I went to an old restaurant/antique shop with Todd and his son. (This kid was not one of my stepsons. He was about ten, with straight brown hair.) We climbed an accordion staircase up to a big, musty attic full of broken, dusty furniture. It was very hot, and we decided to leave without buying anything. We were incredibly thirsty.

            We unfolded the stairs, but they became choked with old junk and boxes. Moats of dust swirled in our faces as we picked our way down. Here and there sat cases of bottled water, but there was so much crap in the way we couldn’t get to them.

            When we finally reached ground level, we asked the old woman who owned the shop if we could get some water. She told us to go into the adjoining restaurant but warned us to be careful of the manager because he was an asshole.

            I sent Todd and his son out to wait in the car while I went to the restaurant for the water. As I walked through the wide entrance, a blond girl in a green dress stepped from behind the host podium. “Do you have a reservation?” she asked.

            “I’m not here to eat,” I said. “I just need some water to take with us.”

            She seemed about to refuse, but then gestured at the kitchen doors. “They’ll give you some,” she said. “But be careful of the manager—he’s a real asshole.”

            I found myself in a cramped, dirty kitchen. I tried to ask a guy in an apron for some water, but he was in a hurry to get the dishes washed. Then the door opened, and the manager came in. He was about my age, with pale eyes and slicked-back brown hair. He wore a long-sleeved, maroon striped shirt.

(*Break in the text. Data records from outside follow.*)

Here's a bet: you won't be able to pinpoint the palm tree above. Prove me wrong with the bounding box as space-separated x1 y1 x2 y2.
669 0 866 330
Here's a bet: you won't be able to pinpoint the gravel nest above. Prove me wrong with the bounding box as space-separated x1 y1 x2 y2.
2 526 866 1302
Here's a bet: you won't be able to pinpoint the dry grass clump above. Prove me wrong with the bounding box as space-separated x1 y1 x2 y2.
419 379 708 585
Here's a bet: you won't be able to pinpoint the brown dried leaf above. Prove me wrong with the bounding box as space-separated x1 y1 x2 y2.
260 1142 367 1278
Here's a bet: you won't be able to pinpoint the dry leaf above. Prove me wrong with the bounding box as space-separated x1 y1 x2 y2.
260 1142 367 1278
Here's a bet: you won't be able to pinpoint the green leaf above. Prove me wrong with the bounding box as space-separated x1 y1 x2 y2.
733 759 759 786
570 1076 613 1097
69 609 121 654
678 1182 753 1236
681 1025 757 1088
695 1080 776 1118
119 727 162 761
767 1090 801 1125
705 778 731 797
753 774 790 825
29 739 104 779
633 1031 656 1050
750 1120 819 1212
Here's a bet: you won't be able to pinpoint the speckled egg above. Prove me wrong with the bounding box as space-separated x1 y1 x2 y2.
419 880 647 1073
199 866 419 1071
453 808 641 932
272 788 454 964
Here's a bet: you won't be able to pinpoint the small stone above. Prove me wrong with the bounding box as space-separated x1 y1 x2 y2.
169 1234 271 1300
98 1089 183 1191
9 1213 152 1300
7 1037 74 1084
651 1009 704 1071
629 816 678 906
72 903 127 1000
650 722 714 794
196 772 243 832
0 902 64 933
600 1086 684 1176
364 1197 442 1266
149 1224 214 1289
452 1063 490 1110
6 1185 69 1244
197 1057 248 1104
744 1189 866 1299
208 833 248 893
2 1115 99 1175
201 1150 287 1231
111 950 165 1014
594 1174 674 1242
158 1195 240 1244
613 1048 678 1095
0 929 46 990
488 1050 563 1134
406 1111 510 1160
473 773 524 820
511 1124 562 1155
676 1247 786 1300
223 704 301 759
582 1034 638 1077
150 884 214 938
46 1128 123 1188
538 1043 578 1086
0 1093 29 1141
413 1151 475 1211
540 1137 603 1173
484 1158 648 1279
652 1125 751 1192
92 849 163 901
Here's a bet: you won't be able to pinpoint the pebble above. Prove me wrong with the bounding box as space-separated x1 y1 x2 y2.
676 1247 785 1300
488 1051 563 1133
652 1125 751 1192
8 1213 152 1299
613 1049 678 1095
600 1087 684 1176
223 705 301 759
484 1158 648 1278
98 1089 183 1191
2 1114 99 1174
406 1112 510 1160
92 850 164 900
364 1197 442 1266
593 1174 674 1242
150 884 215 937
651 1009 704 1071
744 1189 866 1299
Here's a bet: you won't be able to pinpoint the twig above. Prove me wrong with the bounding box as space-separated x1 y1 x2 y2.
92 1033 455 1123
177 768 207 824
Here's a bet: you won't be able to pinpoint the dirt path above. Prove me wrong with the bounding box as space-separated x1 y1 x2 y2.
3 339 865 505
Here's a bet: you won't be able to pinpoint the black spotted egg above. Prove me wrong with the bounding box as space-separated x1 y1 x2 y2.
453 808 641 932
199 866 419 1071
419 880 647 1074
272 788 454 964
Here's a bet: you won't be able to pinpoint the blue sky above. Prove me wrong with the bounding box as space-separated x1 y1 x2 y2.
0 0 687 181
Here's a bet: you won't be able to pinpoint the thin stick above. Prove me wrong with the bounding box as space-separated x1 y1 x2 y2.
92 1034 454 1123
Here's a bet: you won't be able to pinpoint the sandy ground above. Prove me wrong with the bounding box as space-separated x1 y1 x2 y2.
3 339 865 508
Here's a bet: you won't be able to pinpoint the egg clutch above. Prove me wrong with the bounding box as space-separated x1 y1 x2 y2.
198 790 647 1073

            “Hi, I was wondering if I could get some water,” I said.

            He spared me a glance, nodding briefly before bending over a spreadsheet on a clipboard. “Sure, you bet. Just wait a second.” He began writing numbers on the sheet. He left the room several times, always returning to the clipboard.

            By now, Todd and his son had been waiting out in the car a good twenty minutes. The next time the manager came in, I said, more sharply than I intended, “Do you have any water or not?”

            The manager stopped abruptly, and I knew I’d really screwed up. I tried to smile to let him know it wasn’t a big deal. “I mean, because if you’re too busy or whatever, that’s fine. We’ll just get water somewhere else.”

            I had been edging toward the door, but the manager casually blocked my way. His expression never changed, but I knew he was crazy. “Come and look,” he said, leaning over the long trough of the sink. I didn’t want to look, but I couldn’t stop myself. On the wall at eye level was a small, splattered portrait of the manager’s face. He touched it with his fingertip. The peeling surface of the picture aged rapidly, stains appearing on the face like mold. He touched it again. Insects crawled over the glazed eyes, and a centipede spilled out of the mouth. A third touch, and the skin began to shrivel, exposing the gaping skull.

            The portrait filled my vision, and then the manager’s voice spoke inside my head: “You have to pierce the centipede with a pin and an orange slice. It takes twenty minutes before you can eat it.”

            As the voice went on, the world went black, and all I could see was a single eyeball, the lids held shut by a long headpin, on which were impaled an orange slice and a squirming centipede.